Still and all, it's looking like I might get through the program. I'm worried about exams--less about the historiographical/methodological exam questions and more about my basic lack of knowledge of South Asian architecture. I don't even have a Master's level competency in the built environment of India/Pakistan/Bangladesh/Sri Lanka. It would have helped if I'd actually had a class on say, oh, Indian Architecture, at some point in my endless years of education. But, no. I had a ten week class on Indian art in 1990, and a ten week class on "humanities of India" in 1986. Can I be expected to remember the content of a class I took 17 and 21 years ago? No.
I am taking a seminar on Rajput architecture this semester, and it's helped immensely. I'm learning tons, but mostly it all predates my time period, so it's not directly related to my exams. I'm trying not to get too anxious about it all because it does seem as if the dissertation is already taking shape. At least, I turned in a rough draft of a seminar paper on the colonial historiography of my site, and the professor thought I was well on my way to having the first chapter. That's putting the cart before the horse, I need to actually defend the proposal before writing the chapter, but at least I now know what to propose for my first chapter--something slightly different than the expected literature review, but still demonstrating that I know my postcolonial theory. I have a date of January 15 for my minor field exam. I'd still like to take the two major field exams in November, but we'll see.

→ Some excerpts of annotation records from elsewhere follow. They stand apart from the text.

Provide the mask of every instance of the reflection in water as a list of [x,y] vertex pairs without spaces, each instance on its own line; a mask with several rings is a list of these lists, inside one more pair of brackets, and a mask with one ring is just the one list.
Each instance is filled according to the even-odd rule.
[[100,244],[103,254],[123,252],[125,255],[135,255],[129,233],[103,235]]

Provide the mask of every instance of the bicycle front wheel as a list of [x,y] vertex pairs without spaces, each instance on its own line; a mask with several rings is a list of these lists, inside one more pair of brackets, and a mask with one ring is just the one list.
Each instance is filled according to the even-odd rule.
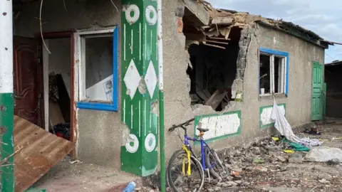
[[205,146],[204,153],[205,166],[210,168],[209,170],[210,174],[219,182],[224,180],[229,176],[228,170],[219,159],[215,150],[210,150],[209,147]]
[[[190,164],[191,174],[187,174]],[[184,150],[175,151],[169,161],[167,180],[172,191],[200,191],[204,183],[204,172],[201,163],[194,156],[190,162]]]

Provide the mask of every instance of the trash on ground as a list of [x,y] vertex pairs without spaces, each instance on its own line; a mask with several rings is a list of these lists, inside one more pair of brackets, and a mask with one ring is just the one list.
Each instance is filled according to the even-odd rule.
[[294,150],[291,150],[291,149],[284,149],[283,150],[284,152],[286,153],[286,154],[293,154],[294,153]]
[[300,154],[292,154],[289,158],[290,164],[301,164],[303,163],[303,156]]
[[130,182],[127,186],[123,190],[123,192],[133,192],[137,184],[134,181]]
[[342,150],[338,148],[327,146],[314,147],[310,150],[305,158],[311,161],[326,162],[329,160],[337,159],[342,161]]
[[328,164],[335,166],[340,164],[340,160],[338,159],[333,159],[331,160],[328,161]]
[[274,140],[274,142],[278,142],[279,140],[279,138],[276,137],[272,137],[271,138],[272,138],[272,140]]
[[255,158],[253,160],[253,162],[254,164],[264,164],[265,163],[265,159],[264,159],[262,158]]

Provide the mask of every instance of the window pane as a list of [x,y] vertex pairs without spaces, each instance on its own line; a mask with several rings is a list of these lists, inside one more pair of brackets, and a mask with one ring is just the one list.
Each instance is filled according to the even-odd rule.
[[113,101],[113,36],[85,38],[86,98]]
[[269,55],[260,55],[259,87],[261,95],[269,94],[271,92],[271,86],[269,82]]
[[284,58],[274,57],[274,92],[284,92],[284,77],[285,75],[284,70]]

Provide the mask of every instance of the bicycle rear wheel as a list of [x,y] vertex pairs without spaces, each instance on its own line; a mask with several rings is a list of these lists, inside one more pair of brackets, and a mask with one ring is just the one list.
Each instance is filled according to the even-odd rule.
[[[182,171],[183,161],[185,173]],[[191,175],[187,174],[188,164],[191,166]],[[194,156],[189,162],[184,150],[175,151],[167,166],[167,180],[172,191],[200,191],[204,183],[204,172],[201,163]]]
[[224,165],[223,165],[221,160],[219,160],[216,151],[214,149],[210,150],[209,147],[206,146],[204,147],[204,153],[205,166],[207,168],[211,168],[209,170],[210,174],[219,180],[219,181],[224,180],[228,176],[228,170]]

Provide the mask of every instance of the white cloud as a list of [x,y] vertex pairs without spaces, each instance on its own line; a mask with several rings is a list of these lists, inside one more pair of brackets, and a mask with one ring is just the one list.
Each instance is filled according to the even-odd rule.
[[[342,41],[341,0],[207,0],[216,8],[291,21],[332,41]],[[326,50],[326,62],[342,60],[342,46]]]

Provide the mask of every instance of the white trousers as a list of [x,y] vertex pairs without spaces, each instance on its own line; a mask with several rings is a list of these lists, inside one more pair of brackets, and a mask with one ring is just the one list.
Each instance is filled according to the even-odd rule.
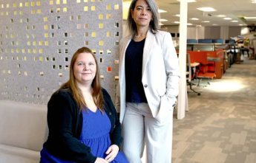
[[145,142],[147,163],[171,163],[173,110],[160,123],[147,103],[126,103],[122,122],[123,152],[130,163],[141,163]]

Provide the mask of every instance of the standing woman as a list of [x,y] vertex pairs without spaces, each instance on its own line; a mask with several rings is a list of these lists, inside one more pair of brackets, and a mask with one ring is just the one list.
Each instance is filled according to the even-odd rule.
[[128,163],[119,152],[119,119],[101,87],[93,52],[79,49],[70,68],[70,79],[47,104],[49,136],[40,163]]
[[170,33],[159,30],[154,0],[133,0],[131,35],[120,41],[116,109],[123,125],[124,153],[141,162],[145,141],[148,163],[171,162],[173,108],[179,65]]

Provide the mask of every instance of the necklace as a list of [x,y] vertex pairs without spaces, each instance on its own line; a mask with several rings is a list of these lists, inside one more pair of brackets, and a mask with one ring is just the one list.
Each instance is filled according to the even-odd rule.
[[146,34],[141,34],[140,35],[134,35],[135,38],[144,38],[146,35]]

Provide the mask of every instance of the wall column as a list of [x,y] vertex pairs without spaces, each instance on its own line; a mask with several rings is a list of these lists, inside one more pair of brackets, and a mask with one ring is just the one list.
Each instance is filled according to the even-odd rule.
[[[186,52],[187,52],[187,23],[188,23],[188,1],[180,0],[180,47],[179,47],[179,61],[180,61],[180,86],[179,100],[177,108],[177,119],[181,119],[185,117],[185,110],[188,110],[188,97],[186,86]],[[187,108],[186,108],[187,107]]]

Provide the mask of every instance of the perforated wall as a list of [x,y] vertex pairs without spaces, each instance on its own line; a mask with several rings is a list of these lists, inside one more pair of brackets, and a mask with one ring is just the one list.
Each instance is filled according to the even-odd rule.
[[69,77],[73,53],[96,54],[115,99],[121,0],[0,1],[0,99],[47,104]]

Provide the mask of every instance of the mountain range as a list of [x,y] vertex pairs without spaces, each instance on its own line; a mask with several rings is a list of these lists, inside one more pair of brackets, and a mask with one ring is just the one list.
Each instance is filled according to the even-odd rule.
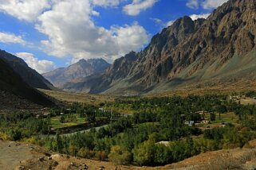
[[63,89],[148,93],[191,84],[255,79],[256,0],[230,0],[207,19],[185,16],[155,35],[142,52],[116,60],[103,73]]
[[34,89],[0,57],[0,109],[53,106],[52,100]]
[[68,68],[60,68],[50,72],[42,74],[55,87],[62,88],[62,86],[78,78],[85,78],[93,74],[100,73],[110,66],[103,59],[81,60]]
[[0,50],[0,59],[4,60],[22,79],[34,88],[54,89],[53,84],[35,70],[30,68],[21,58]]

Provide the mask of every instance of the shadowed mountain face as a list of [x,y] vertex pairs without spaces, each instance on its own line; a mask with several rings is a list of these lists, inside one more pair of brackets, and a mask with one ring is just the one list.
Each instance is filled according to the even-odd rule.
[[28,109],[54,105],[45,95],[27,84],[0,58],[0,109]]
[[35,70],[30,68],[22,59],[0,50],[0,59],[3,59],[22,79],[35,88],[51,90],[53,85]]
[[95,73],[103,72],[110,64],[103,59],[81,60],[68,68],[57,68],[43,74],[54,86],[61,88],[63,84],[77,78],[83,78]]
[[[256,0],[230,0],[207,19],[178,19],[139,53],[106,71],[69,82],[64,89],[91,93],[167,91],[256,73]],[[254,74],[255,75],[255,74]]]

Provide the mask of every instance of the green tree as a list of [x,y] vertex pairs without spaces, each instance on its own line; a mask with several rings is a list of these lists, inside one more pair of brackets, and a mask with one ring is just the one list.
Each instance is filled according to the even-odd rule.
[[108,159],[116,166],[116,169],[118,168],[118,166],[129,163],[130,157],[131,154],[126,148],[120,145],[111,147]]
[[152,141],[146,141],[133,149],[134,160],[140,166],[151,164],[154,161],[155,153],[155,143]]

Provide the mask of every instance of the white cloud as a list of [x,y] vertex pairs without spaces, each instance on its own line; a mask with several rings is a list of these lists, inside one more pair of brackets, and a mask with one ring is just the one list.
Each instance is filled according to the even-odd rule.
[[39,73],[45,73],[50,71],[56,68],[53,61],[38,60],[34,56],[28,52],[18,52],[17,56],[24,60],[24,61],[33,69]]
[[191,9],[198,9],[201,6],[205,10],[212,10],[222,6],[228,0],[188,0],[187,6]]
[[0,0],[0,11],[27,21],[34,21],[49,7],[49,0]]
[[205,0],[202,2],[202,6],[206,10],[214,9],[220,6],[227,1],[228,0]]
[[0,42],[26,44],[26,41],[22,39],[22,37],[2,32],[0,32]]
[[148,43],[147,32],[137,23],[106,29],[95,25],[93,14],[88,0],[56,3],[38,17],[36,28],[49,37],[41,41],[43,49],[59,57],[73,56],[77,60],[100,56],[111,61]]
[[93,4],[103,7],[112,7],[120,4],[121,0],[93,0]]
[[186,6],[191,9],[198,9],[199,7],[199,2],[198,0],[189,0]]
[[207,19],[211,14],[192,14],[189,16],[193,21],[197,20],[199,18]]
[[143,10],[152,7],[158,0],[133,0],[131,4],[124,6],[123,10],[128,15],[136,16]]

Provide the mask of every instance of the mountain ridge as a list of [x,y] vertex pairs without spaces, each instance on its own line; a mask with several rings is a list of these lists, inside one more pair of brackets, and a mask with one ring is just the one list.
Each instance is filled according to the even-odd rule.
[[110,64],[103,59],[81,59],[67,68],[60,68],[42,75],[56,87],[62,88],[66,82],[100,73],[107,69]]
[[45,90],[54,89],[53,84],[35,70],[30,68],[22,59],[3,50],[0,50],[0,59],[5,60],[30,86]]
[[[246,68],[249,64],[230,62],[229,66],[228,61],[239,62],[232,60],[236,56],[254,60],[255,9],[255,0],[230,0],[206,20],[179,18],[154,36],[142,52],[116,60],[100,75],[69,82],[64,89],[90,93],[148,92],[163,90],[160,87],[163,86],[168,91],[211,79],[229,81],[229,67]],[[232,76],[242,76],[239,71],[233,73]]]
[[29,109],[53,106],[45,95],[34,89],[0,58],[0,109]]

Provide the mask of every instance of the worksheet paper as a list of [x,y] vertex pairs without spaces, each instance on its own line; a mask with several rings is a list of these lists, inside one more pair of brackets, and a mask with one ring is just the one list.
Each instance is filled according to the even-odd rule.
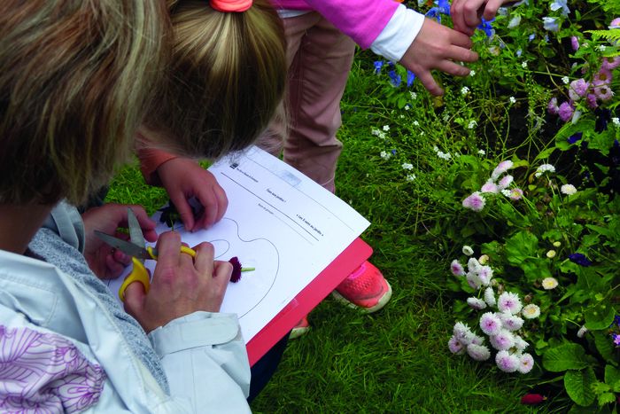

Did I say site? I meant sites. This is the first time I've ever tried to work on multiple sites simultaneously. Try coming up with a filing system for a literature that covers five observatories. Thank god for bibliographic software. As long as I note on the computer which article is stored in which manila folder, I don't have to obsess quite so much. "This article covers both the Varanasi observatory and the Ujjain one. Where do I file it? If I file it by author's last name, how will I know by looking at the file label which observatories it covers?" and so on. Anyway, thank you Endnote, you've made my life much easier even if you hard-coded the Ibid. record wrong for the Turabian output style (idiots).
So, yes, I am guardedly optimistic that I will finish the program. My dissertation committee is in place. I have two architectural historians, one landscape historian, and two "regular" historians. I am spending a lot of time with a third historian, reading interesting books together and just generally working my way toward friendship (keeping in mind that I have an abysmal track record in that area). I'm hoping that between these six people, someone will keep me from dropping out again. If I quit, it will clearly be because of exams--they seem dark, mysterious and terror-inducing. If I can get through those, I think I'll be fine.
Not sure how much typing will get done in this little box between now and May 14. My one goal for the summer is to write more--I did a horrible job posting about India last summer. This summer, I will do better. Wait, what? I forgot to mention I was going to be in India this summer? I guess I did forget. I leave June 7, get back August 18. Catherine is being an amazingly good sport about it. I'm horribly sad about missing YET ANOTHER SUMMER AT HOME, but also looking forward to being in Jaipur again. I am a conflicted individual, no doubt about it.